Malgré ces innovations, les plus hautes récompenses américaines du divertissement restaient hors de sa portée. Il a été nominé quatre fois sans succès pour un Oscar, et les nominations aux Emmy Awards de Twin Peaks n’ont pas non plus été reçues. Il connaît davantage de succès en Europe : Wild at Heart remporte la Palme d’Or en 1990 et avec Mulholland Drive il remporte le prix du meilleur réalisateur à Cannes.

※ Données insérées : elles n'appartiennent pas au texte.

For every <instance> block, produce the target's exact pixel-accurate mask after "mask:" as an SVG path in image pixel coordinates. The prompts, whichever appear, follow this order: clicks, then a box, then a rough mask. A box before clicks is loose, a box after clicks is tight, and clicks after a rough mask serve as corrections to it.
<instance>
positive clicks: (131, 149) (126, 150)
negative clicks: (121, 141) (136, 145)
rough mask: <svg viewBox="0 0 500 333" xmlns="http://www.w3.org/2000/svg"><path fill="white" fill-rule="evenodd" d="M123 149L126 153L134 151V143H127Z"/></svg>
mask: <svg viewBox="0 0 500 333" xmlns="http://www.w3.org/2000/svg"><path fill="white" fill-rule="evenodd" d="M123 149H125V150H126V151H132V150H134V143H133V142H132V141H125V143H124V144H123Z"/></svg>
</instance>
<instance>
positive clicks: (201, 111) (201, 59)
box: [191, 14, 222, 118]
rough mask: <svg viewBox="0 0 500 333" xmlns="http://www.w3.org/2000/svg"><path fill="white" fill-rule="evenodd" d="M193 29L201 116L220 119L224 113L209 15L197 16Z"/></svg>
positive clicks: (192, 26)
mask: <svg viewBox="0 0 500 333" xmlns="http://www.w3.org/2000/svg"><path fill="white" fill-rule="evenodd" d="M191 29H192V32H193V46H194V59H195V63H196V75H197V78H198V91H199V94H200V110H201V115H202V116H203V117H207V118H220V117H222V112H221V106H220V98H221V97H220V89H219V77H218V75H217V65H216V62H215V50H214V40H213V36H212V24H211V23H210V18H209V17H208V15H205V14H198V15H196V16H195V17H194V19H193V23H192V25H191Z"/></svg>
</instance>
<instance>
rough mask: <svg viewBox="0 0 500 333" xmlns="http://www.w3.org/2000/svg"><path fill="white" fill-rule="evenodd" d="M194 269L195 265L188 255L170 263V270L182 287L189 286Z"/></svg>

Blokland pense que cela n’a fait aucune différence pour Lynch. « Je ne pense pas qu’il s’en soucie beaucoup. Ce n’était pas un homme qui se souciait beaucoup du statut. Il voulait juste faire son truc. Il faisait aussi de l’art dans son hangar, ce n’était pas pour lui une question d’honneur ou de renommée. Cela fait également de lui une exception Hollywood.
Expériences radicales
Cette attitude détendue et sa personnalité attachante font que de nombreux collègues d’Hollywood expriment leurs condoléances. Soderbergh loue sa méthode de travail non linéaire et illogique, « dans laquelle son esprit voyait clairement la structure ». Ron Howard, un cinéaste plus traditionnel en tant que réalisateur de A beautiful mind et Apollo 13, affirme que les « expériences radicales de Lynch pourraient conduire à un cinéma inoubliable ».
Steven Spielberg, également plus dans la lignée classique d’Hollywood, le qualifie de « rêveur visionnaire, dont les films semblaient faits à la main ».
« Le monde va manquer sa perspective originale et unique. Ses films ont résisté à l’épreuve du temps et le feront toujours.